Eata se sentó en un cofre desde donde podía mirarme sin volver la cabeza.

—Sí —dijo—. Partiste a traer el Sol Nuevo, ¿no es verdad? ¿Y lo encontraste?

—Sí y no. Te lo contaré no bien me hayas contado qué sucedió en Urth.

—De lo que probablemente quieres oír yo no sé mucho. —Se frotó la mandíbula.— De cualquier modo, no estoy seguro de recordar exactamente qué pasó ni cuándo. Todo el tiempo que estuve con Maxellindis tú eras Autarca, pero sobre todo decían que estabas luchando contra los ascios. Después, cuando volví de las Tierras Jánticas, te habías ido.

—Si allí pasaste dos años, con Maxellindis habrás pasado ocho —le dije.

—Así es, más o menos. Cuatro o cinco con ella y el tío y dos o tres después, los dos solos. El caso es que tu autarquina fue Autarca de Urth. La gente comentaba porque era mujer, y decía que le faltaban palabras.

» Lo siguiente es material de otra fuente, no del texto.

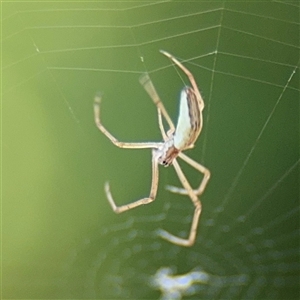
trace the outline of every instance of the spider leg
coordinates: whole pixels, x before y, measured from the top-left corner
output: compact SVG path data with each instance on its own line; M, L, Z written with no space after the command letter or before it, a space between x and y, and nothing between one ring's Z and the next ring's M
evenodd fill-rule
M160 143L126 143L118 141L101 123L100 119L100 103L101 103L101 96L97 95L94 99L94 118L95 123L98 129L104 133L111 142L119 147L119 148L127 148L127 149L145 149L145 148L158 148Z
M201 94L199 92L196 80L193 76L193 74L180 62L178 61L173 55L171 55L170 53L164 51L164 50L160 50L160 53L164 54L165 56L167 56L168 58L170 58L189 78L191 85L193 87L194 92L197 95L197 99L199 100L200 103L200 107L203 110L204 109L204 101L201 97Z
M194 161L193 159L189 158L187 155L183 154L182 152L179 153L178 155L181 159L183 159L186 163L188 163L189 165L191 165L193 168L195 168L197 171L199 171L200 173L203 174L203 178L202 181L200 182L200 185L197 189L193 190L193 192L200 196L203 194L206 185L209 181L210 178L210 171L205 168L204 166L202 166L201 164L199 164L198 162ZM179 188L176 186L172 186L172 185L167 185L166 189L172 193L176 193L176 194L181 194L181 195L189 195L188 190L183 189L183 188Z
M157 91L147 73L144 73L141 75L140 83L144 87L144 89L146 90L146 92L148 93L148 95L150 96L150 98L152 99L152 101L154 102L154 104L157 107L159 129L161 131L163 139L166 141L168 139L168 136L170 136L170 134L175 132L175 126L174 126L169 114L167 113L162 101L160 100L160 98L157 94ZM162 115L166 119L166 121L170 127L170 129L168 130L167 133L165 132L165 129L163 126Z
M125 204L125 205L122 205L122 206L117 206L114 199L113 199L113 197L112 197L112 194L110 192L110 186L109 186L108 182L105 183L105 193L106 193L108 202L110 203L113 211L115 213L119 214L119 213L122 213L124 211L133 209L137 206L140 206L140 205L143 205L143 204L148 204L148 203L154 201L155 197L156 197L156 193L157 193L157 187L158 187L158 163L157 163L157 160L156 160L155 155L154 155L154 150L152 150L152 183L151 183L151 189L150 189L149 197L142 198L142 199L139 199L137 201L134 201L132 203Z
M162 237L163 239L165 239L175 245L190 247L195 243L195 240L196 240L197 228L198 228L202 205L201 205L201 202L198 199L197 195L194 193L193 189L191 188L190 184L188 183L188 181L187 181L185 175L183 174L176 159L174 159L174 161L173 161L173 166L179 177L179 180L181 181L181 183L184 187L184 190L188 192L188 195L190 196L190 198L195 206L195 211L194 211L193 221L192 221L192 225L191 225L191 229L190 229L190 234L187 239L177 237L163 229L159 229L157 231L157 234L160 237Z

»Así que cuando cambié mi oro extranjero por chrisos, algunos llevaban tu cara y otros la de ella, o al menos una cara de mujer. Se casó con el dux Cesidius. Hubo una gran celebración por toda la calle lubar, carne y vino para todo el mundo. Yo me emborraché y estuve tres días sin volver al barco. La gente decía que estaba bien que se casara: ella podría quedarse en la Casa Absoluta y ocuparse de la Comunidad mientras él se ocupaba de los ascios.

—Me acuerdo de él —dije yo—. Era un excelente jefe. —Era extraño evocar aquel rostro de águila e imaginar al feroz y torvo propietario yaciendo con Valeria.

Algunos dijeron que lo había hecho porque él se parecía a ti —dijo Eata—. Pero era más guapo, me parece, y quizás un poco más alto.

Procuré recordar. Más guapo, sin duda, que yo con la cara marcada. Me dio la impresión de que en altura Cesidius estaba un poco por debajo de mí, aunque, desde luego, cualquiera es más alto cuando todo el mundo se arrodilla ante él.

—Y después él murió —continuó Eata—. Eso fue el año pasado.

—Ya —dije.

Me quedé un rato largo pensando, con la espalda apoyada en la regala. La luna, ahora casi encima de nuestras cabezas, proyectaba la sombra del mástil como una barra negra entre los dos.

—¿Y del Sol Nuevo qué, Severian? Prometiste que ibas a contarme.

Empecé, pero cuando estaba hablando de la muerte de Idas vi que Eata se había dormido.